We all know very well that last year how the FBI and the Cupertino giant Apple engaged in a widely reported public relations battle over iPhone encryption. Now again the FBI has its hand on an iPhone that it needs to unlock, this time, iPhone came from a terrorist who was killed during an attack.
FBI Ignored Apple Help To Unlock Texas Shooter’s iPhone
The FBI and the tech giant Apple may be about to enter another political war around encrypting iPhones, this time because of the sniper who killed dozens of people in a Texas church.

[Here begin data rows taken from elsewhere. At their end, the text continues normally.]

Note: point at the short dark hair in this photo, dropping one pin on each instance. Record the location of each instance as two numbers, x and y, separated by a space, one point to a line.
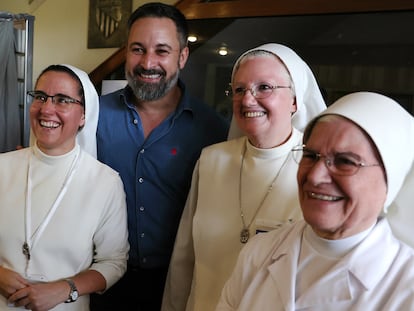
158 9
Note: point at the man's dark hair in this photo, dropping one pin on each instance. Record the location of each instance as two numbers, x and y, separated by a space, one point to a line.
158 9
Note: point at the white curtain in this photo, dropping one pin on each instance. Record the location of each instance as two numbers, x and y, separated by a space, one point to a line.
10 127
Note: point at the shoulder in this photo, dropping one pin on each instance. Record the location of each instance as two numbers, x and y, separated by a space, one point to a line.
230 147
97 171
278 241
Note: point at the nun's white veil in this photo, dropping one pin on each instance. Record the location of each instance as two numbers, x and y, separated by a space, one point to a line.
87 135
309 99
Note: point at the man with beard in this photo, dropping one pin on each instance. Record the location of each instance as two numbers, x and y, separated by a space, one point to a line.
152 133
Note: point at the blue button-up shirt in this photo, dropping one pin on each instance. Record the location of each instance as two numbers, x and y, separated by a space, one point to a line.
156 171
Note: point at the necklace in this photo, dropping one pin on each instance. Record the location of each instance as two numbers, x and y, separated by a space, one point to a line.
245 233
31 239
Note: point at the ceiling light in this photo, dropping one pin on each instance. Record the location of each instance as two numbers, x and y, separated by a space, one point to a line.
223 51
192 38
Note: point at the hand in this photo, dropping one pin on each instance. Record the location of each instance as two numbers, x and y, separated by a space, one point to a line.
10 282
41 296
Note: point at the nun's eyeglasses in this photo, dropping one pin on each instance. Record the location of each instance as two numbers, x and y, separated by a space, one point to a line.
341 164
61 102
258 91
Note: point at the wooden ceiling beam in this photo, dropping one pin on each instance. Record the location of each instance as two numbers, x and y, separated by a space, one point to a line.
196 9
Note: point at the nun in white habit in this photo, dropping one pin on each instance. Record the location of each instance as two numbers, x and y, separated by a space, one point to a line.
343 255
63 226
236 183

In 2016, the tech giant Apple and the FBI were involved in a fierce war for the unlocking of the iPhone in the terrorist case at St. Bernard, in which Apple did not relent.
Last Tuesday, after the FBI struggled to unlock a smartphone, the tech giant Apple was ready to help if it was an iPhone.
The FBI replied that it did not need the assistance of the Cupertino company at that time. As it turned out, researchers at the FBI labs were trying to find other methods to access iPhone data, namely by storing it in iCloud or by attaching the smartphone to an external device. However, they realized that the process could take weeks.
The FBI should have asked for help sooner
The 48 hours that followed the Texas terrorist attack may have been critical to unlocking the sniper’s iPhone. New information, reported in the international press, shows that the FBI may have made a big mistake by not asking for help from Apple, barely got the iPhone.
This time interval was crucial because the Touch ID on iPhones stops working if the smartphone stays locked for more than 48 hours. In the hours after the attack, it was not clear whether the shooter was using the Touch ID or not, although more than 80% of iPhone users used it.
If the FBI had soon accepted Apple’s help, the Cupertino company’s engineers would have instructed the FBI to try to use the dead terrorist’s finger if the iPhone had not been shut down or restarted. However, it is uncertain whether this technique would work.
Some experts say it depends on the number of hours that have passed since the man died, while others say that such a procedure would not be possible, at all. Despite this, and according to the information that has circulated, in this case, would result.
So far, it is not known whether the FBI has asked the tech giant Apple to file data regarding the terrorist’s iCloud account, but if it receives an official request from the US court, the tech giant Apple is able to provide iCloud data authorities as well as tools to decipher everything. However, as happened at the beginning of last year with the case of St. Bernard.
If the FBI really cannot recover the data on its own, is it worth again to confront the tech giant Apple in yet another public political battle?
Still, since the latest clashes, the US Department of Justice has avoided public clashes with Apple and other technology companies about smartphone encryption.
So, what do you think about this? Simply share your views and thoughts in the comment section below.